This document provides an introduction to programming and why someone might want to learn to program. It discusses how computers are built to be helpful but need instructions in code to perform tasks. Programmers learn computer languages so they can provide those instructions and create tools for others. The document outlines some key computer hardware and software components, and introduces Python as a programming language that can be used to write programs for both computers and humans. It provides examples of simple Python code and programs.
This document provides an introduction to the Python programming language. It discusses what Python is, why it was created, its basic features and uses. Python is an interpreted, object-oriented programming language that is designed to be readable. It can be used for tasks such as web development, scientific computing, and scripting.
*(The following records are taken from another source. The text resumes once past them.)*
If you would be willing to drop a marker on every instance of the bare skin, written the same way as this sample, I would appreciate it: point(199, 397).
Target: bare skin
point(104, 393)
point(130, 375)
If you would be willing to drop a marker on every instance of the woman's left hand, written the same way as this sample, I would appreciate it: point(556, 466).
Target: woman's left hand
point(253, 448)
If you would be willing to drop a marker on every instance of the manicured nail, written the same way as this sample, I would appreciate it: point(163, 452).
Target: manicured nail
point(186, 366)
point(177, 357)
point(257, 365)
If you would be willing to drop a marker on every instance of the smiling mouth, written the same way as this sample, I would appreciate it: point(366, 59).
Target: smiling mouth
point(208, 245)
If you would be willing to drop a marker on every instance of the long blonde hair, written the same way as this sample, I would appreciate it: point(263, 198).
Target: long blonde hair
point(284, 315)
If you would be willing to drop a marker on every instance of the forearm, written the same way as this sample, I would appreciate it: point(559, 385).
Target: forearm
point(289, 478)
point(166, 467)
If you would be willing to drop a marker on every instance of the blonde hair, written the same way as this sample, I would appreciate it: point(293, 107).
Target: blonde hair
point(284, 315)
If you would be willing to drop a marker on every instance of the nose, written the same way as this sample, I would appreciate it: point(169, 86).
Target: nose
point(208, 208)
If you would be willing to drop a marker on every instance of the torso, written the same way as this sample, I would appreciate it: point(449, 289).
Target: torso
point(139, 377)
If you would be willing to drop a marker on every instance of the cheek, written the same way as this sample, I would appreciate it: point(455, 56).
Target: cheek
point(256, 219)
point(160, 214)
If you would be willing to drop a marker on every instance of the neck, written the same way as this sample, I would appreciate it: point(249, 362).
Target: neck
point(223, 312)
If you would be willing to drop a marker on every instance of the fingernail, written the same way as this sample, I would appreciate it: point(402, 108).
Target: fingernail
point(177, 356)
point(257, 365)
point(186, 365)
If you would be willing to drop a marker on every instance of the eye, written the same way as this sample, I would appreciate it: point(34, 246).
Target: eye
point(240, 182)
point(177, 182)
The document also covers Python basics like variables, data types, operators, and input/output functions. It provides examples of Python code and discusses best practices for writing and running Python programs.
The document provides an introduction and overview of the Python programming language including:
- Its origins and timeline from 1989 to present.
- How it combines functional, imperative and object-oriented paradigms.
- Details on dynamic vs static typing and how Python interprets source code.
- Benefits of its interactive shell, readability, large standard library and thriving community.
- Common uses like scripting, web development, science/engineering tasks, and jobs that utilize Python skills.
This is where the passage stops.